Neues Böllerunglück: Nach Mühlacker nun Eppingen betroffen

Mühlacker/Eppingen. Gerade einmal eine Woche ist es her, dass ein schweres Unglück mit einem Silvesterkracher in Mühlacker für Schlagzeilen sorgte, da macht ein weiterer Fall in Eppingen von sich reden.

Nachdem am Montag vergangener Woche ein 15-Jähriger an der Mörike-Realschule in Mühlacker einen Böller aus dem Fenster eines Klassenzimmers werfen wollte und ihm der Sprengkörper noch in der Hand explodierte, wodurch der Jugendliche und 14 Mitschüler verletzt wurden, ereignete sich nun ein ähnlicher Fall in Eppingen.
Laut Polizei hatten fünf Sechstklässler einer örtlichen Realschule auf dem Außengelände eines benachbarten Gymnasiums einen sogenannten Kugelböller gezündet, der offenbar unmittelbar danach explodierte und die Schüler verletzte.

Ein Kind erlitt schwere Verletzungen an einem Auge und im Gesicht, zwei weitere Schüler wurden an Händen und Augen verletzt. Zudem zogen sich vier Jungen ein Knalltrauma zu, einer blieb unverletzt. Ein vorsorglich angeforderter Rettungshubschrauber konnte allerdings wieder abbestellt werden.
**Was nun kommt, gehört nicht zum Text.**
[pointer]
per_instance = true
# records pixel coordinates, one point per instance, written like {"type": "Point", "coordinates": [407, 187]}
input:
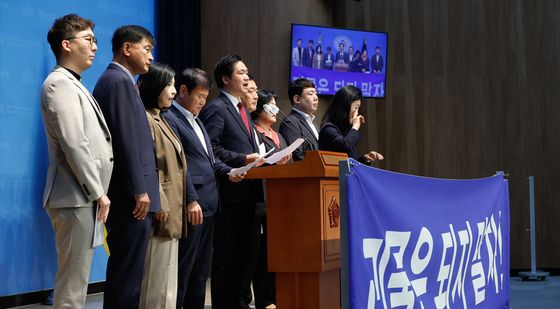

Laut Polizei handelte es sich bei dem Böller um einen im Ausland illegal hergestellten Sprengkörper. Ob ein solcher auch in Mühlacker verwendet wurde, ist derzeit noch Gegenstand der Ermittlungen. Dort hatte der 15-Jährige durch den Unfall einen Finger und an anderen Fingern Glieder verloren, Mitschüler erlitten teilweise Augenverletzungen und Knalltraumata.